Plant-Based Ginger Slice

Plant-Based Ginger Slice

On a trip to Queenstown some years ago with my little boy, we tried our first ginger slice and it was like biting into a dreamy, creamy gingery heaven. I’ve remade this traditional sweet of New Zealand with all plant-based ingredients, and given it a real hit of ginger to stimulate circulation and warm the body.

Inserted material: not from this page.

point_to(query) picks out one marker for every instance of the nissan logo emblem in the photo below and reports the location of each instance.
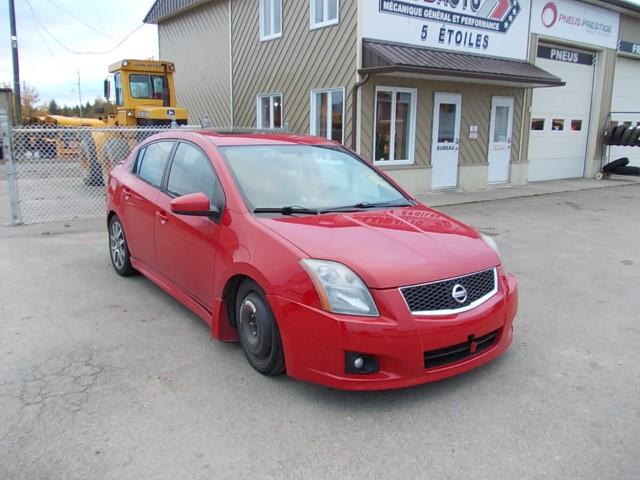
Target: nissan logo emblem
(459, 293)
(549, 15)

It’s the perfect afternoon tea treat with edge for the cooler months of the year.

Makes: 20 pieces

GF, VG

=R1=

 

 

Servings

Prep time

Cook time

Recipe


Ingredients

  • Base:
  • ½ cup walnuts
  • 3 fresh medjool dates, pitted
  • ¼ cup desiccated coconut
  • 2½ tbsp or 50mL coconut oil, melted
  • ½ tbsp ground ginger
  • ½ tsp vanilla extract
  • Pinch sea salt

  • Filling:
  • ⅓ cup or 85mL coconut oil, melted
  • 2 tsp vanilla extract
  • ½ cup cashew butter
  • ¼ cup rice malt syrup or maple syrup
  • 2 tbsp ground ginger
  • Pinch sea salt

Method


  • Make base by blitzing walnuts briefly in food processor until they form a crumb.
  • Add dates, coconut, coconut oil, ginger spice, vanilla and salt and blitz again until dough forms.
  • Line 14cm × 24cm loaf tin with greaseproof paper. Press dough into tin, spreading evenly, then place in freezer to set.
  • Wipe food processor clean then add filling ingredients and blitz briefly until creamy and liquid.
  • Pour on top of base and replace in freezer to set completely for 2–3 hours.
  • Allow to thaw slightly before slicing. Serve from fridge or freezer.
  • Keeps for up to 3 weeks in the freezer.